Are your kids short-changed in the classroom?
Educators at Quincy Public Schools are concerned about governor J.B. Pritzker’s proposed budget. They say the uncertainty of funding creates obstacles that could impact students.
"We're kind of putting Band-Aids on things right now. We need a permanent fix," said Quincy Junior High School Assistant Principal Brenda Fleer.
If voters reject Governor Pritzker’s income tax plan, the state would increase its share of funding to public schools by $200 million, missing the $350 million minimum increase set by the state’s evidence-based funding formula, and only the highest-need schools in Illinois would receive that additional funding.
"We are mandated to do many, many things, yet we don't get the funding for it," said Fleer.
If voters approve the income tax measure, the additional $150 million school funding increase would be distributed more broadly.

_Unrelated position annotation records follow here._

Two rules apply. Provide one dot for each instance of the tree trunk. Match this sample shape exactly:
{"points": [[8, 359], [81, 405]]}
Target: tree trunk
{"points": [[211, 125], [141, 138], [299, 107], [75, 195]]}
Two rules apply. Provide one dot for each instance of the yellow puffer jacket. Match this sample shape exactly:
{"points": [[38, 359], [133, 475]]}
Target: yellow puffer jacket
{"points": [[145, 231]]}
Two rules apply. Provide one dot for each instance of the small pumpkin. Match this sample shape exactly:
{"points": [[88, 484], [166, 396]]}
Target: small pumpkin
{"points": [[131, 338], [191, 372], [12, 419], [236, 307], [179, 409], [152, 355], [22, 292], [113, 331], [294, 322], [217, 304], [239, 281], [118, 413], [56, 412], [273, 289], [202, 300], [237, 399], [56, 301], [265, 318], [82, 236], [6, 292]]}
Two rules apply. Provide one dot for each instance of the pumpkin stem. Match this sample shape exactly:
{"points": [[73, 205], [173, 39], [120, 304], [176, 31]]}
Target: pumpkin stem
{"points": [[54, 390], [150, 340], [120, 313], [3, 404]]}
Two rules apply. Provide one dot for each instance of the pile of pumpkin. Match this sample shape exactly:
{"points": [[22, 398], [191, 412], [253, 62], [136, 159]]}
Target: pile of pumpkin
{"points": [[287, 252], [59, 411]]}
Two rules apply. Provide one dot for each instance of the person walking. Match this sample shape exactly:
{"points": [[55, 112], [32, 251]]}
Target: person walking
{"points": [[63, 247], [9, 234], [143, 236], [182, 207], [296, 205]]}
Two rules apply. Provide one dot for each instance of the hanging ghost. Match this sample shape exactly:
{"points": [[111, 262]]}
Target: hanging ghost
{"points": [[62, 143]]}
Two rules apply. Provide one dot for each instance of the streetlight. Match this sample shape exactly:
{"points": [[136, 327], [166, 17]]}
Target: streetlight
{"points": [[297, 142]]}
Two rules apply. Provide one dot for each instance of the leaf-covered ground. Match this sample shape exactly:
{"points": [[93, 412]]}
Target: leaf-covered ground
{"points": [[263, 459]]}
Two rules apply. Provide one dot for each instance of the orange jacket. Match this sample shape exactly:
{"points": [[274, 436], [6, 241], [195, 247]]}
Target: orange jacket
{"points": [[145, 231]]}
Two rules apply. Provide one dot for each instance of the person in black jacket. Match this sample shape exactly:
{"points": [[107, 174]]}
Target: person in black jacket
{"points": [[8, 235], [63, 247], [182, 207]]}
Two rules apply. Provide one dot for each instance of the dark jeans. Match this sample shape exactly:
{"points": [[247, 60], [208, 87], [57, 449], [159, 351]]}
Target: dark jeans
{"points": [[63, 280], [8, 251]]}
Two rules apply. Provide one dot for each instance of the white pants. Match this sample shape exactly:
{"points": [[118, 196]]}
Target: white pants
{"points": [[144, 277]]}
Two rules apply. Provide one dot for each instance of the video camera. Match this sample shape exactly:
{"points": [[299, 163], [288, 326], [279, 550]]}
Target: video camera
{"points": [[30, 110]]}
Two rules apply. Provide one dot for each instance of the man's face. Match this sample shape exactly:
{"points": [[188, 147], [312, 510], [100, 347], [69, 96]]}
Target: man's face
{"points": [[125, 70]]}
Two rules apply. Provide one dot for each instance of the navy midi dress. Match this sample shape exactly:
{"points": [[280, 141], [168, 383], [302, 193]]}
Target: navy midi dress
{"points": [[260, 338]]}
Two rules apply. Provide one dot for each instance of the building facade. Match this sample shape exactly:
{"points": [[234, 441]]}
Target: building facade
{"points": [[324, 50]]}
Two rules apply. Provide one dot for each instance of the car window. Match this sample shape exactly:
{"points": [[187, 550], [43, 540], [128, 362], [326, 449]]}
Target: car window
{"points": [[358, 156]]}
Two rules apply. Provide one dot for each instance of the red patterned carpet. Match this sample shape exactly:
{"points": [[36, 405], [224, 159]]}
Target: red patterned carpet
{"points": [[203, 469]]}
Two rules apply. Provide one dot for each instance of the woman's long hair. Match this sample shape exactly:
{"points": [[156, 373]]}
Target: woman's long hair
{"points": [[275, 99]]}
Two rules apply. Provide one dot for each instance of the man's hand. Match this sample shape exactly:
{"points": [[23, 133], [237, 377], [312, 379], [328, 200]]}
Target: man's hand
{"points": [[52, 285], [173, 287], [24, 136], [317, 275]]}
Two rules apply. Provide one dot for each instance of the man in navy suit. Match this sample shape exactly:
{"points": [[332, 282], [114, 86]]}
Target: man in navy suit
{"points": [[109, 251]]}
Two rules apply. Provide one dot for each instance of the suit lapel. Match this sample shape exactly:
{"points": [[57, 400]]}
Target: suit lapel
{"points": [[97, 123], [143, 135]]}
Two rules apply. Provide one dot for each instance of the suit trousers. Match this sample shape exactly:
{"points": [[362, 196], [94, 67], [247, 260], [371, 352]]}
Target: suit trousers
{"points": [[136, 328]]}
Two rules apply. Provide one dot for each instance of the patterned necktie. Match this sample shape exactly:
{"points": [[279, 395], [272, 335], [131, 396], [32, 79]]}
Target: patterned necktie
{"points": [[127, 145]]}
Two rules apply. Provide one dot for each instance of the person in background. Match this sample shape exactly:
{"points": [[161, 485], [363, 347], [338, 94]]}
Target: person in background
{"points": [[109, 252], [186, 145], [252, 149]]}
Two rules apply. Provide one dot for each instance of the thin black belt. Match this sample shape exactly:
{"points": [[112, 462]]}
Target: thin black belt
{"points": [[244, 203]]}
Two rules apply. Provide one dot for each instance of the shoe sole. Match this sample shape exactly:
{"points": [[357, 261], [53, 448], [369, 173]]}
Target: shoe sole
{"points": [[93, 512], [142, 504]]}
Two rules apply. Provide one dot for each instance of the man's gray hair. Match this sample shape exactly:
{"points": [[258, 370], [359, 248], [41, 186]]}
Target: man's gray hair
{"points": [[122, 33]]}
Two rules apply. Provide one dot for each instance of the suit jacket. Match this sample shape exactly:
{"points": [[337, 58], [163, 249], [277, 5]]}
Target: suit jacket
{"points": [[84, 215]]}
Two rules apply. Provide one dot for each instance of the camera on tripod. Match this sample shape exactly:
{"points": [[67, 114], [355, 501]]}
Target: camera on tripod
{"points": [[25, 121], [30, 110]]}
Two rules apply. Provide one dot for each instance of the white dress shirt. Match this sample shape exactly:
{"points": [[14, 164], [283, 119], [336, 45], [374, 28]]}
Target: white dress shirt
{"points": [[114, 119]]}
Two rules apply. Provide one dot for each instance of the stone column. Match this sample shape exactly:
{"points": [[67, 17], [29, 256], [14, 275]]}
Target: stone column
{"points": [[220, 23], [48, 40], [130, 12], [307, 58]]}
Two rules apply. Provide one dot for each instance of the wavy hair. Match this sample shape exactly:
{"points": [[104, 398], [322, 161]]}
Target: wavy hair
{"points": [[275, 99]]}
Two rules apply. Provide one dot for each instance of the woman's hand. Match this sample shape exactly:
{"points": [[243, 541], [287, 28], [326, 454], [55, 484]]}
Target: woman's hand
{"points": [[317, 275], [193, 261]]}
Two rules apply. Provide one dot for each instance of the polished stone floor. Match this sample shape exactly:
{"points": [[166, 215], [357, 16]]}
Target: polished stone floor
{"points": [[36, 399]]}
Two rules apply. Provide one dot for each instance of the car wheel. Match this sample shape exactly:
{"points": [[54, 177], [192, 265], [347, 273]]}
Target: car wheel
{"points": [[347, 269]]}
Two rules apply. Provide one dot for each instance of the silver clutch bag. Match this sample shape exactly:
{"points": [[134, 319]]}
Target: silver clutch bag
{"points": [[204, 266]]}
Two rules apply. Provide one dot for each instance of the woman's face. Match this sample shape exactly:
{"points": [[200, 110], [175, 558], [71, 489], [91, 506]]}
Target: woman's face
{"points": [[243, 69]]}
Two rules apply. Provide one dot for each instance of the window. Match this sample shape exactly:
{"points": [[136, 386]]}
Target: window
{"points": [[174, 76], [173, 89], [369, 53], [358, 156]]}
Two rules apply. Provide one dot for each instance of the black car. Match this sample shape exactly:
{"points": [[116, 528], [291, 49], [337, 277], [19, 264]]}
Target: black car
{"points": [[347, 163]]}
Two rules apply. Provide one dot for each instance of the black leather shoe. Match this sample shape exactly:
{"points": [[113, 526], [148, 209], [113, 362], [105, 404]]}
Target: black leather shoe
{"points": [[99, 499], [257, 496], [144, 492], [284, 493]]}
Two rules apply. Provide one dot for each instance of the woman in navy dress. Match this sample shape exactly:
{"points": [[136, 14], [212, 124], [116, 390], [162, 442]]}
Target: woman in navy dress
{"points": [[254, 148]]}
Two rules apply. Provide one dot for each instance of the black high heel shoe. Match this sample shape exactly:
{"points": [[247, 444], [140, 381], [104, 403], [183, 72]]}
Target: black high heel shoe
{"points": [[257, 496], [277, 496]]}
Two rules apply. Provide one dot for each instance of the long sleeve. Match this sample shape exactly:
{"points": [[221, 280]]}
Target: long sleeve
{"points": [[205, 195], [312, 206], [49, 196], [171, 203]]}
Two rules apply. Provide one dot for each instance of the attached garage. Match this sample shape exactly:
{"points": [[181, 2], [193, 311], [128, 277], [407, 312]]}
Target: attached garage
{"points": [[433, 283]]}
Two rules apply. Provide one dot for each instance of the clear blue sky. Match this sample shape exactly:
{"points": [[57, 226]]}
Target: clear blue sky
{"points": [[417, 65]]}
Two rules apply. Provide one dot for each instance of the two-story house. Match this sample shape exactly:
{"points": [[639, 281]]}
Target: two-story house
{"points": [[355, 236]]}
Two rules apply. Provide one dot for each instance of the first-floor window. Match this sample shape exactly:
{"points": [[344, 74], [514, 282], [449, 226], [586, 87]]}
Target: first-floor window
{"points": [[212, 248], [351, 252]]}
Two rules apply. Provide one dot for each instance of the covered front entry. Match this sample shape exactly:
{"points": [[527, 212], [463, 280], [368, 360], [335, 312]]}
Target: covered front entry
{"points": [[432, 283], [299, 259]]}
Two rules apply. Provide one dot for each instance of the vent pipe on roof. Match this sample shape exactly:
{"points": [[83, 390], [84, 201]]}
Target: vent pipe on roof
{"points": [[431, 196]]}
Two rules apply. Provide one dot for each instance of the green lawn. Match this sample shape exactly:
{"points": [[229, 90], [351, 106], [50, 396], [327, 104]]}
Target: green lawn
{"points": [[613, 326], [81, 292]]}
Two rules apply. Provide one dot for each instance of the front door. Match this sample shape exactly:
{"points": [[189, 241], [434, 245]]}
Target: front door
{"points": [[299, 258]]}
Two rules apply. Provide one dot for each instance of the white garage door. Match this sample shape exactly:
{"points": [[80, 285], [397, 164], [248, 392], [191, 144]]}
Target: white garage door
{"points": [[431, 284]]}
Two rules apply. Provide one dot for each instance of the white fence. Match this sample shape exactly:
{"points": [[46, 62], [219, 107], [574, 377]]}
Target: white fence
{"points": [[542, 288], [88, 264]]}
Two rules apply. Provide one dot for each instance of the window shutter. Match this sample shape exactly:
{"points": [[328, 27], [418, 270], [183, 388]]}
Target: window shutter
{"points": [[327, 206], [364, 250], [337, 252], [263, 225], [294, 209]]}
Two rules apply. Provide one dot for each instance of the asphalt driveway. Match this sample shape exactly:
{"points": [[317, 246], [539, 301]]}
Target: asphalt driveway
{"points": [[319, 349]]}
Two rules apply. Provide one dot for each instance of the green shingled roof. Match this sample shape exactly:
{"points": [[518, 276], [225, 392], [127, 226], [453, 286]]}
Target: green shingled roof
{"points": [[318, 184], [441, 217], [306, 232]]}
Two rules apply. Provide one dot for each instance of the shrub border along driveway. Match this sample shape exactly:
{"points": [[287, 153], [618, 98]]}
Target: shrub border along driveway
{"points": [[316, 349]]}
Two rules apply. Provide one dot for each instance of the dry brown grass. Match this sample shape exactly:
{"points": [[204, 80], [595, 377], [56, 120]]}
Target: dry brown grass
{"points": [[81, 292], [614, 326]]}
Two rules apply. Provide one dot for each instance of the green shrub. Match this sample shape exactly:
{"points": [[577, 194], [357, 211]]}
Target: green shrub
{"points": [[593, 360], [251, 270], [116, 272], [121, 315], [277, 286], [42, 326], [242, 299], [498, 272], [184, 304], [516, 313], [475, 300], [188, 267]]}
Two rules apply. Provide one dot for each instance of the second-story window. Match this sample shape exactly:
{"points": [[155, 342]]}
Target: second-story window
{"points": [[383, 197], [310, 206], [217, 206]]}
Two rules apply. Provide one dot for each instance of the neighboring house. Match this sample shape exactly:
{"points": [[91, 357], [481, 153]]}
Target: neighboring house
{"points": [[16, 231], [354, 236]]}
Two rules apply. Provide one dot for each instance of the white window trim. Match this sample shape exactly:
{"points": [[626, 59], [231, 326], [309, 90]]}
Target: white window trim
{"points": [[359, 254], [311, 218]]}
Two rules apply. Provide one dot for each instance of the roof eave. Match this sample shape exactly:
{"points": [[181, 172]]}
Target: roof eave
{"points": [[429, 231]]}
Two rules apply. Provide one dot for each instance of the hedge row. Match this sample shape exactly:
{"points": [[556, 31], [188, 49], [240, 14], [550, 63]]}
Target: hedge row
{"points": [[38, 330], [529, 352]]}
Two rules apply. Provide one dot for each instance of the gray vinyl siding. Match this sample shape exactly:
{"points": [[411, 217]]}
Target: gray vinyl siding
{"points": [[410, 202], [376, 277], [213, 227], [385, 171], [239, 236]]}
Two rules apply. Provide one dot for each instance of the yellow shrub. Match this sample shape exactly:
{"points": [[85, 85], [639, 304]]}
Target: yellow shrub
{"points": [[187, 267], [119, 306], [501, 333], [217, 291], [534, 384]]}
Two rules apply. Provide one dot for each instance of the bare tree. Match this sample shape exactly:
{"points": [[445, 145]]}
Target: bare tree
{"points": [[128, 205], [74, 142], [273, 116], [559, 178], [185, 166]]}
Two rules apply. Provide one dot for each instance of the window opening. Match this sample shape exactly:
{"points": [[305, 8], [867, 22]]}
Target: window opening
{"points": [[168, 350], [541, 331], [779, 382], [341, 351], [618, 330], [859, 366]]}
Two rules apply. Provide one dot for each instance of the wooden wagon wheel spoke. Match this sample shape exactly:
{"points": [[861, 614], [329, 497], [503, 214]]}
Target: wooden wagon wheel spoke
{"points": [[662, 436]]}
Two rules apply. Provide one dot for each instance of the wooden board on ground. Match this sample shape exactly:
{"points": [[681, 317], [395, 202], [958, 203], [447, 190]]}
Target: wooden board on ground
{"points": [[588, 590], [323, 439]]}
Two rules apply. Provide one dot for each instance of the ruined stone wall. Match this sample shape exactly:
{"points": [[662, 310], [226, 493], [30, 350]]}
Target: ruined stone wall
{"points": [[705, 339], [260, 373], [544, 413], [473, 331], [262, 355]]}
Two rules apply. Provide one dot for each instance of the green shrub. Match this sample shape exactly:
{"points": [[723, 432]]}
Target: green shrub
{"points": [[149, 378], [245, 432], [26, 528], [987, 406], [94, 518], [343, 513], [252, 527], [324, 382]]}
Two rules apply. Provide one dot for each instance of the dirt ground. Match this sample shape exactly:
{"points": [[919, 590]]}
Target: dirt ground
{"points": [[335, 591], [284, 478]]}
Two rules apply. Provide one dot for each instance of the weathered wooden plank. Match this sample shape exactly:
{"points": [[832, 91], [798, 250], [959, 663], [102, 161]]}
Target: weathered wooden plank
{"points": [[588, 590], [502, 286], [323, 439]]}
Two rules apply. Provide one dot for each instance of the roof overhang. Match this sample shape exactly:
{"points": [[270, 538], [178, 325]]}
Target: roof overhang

But still, while waiting for Election Day, Fleer says districts would be left in limbo.
"We have diversified needs, whether it be through their social, emotional issues or with academia, said Fleer."There's a lot of need out there, we've got to be able to meet those needs."
QPS Superintendent Roy Webb says the district is still owed $22 million from the state, that could go to a lot of things, like funding the mandated minimum $40,000 teacher pay.
"We could really tackle those problems head on and solve some of them," said Webb.
Webb says he does not want to make cuts like they had to do three years ago.
"It's kind of expected in Illinois, that's why we work hard to have a balanced budget in QPS," he said.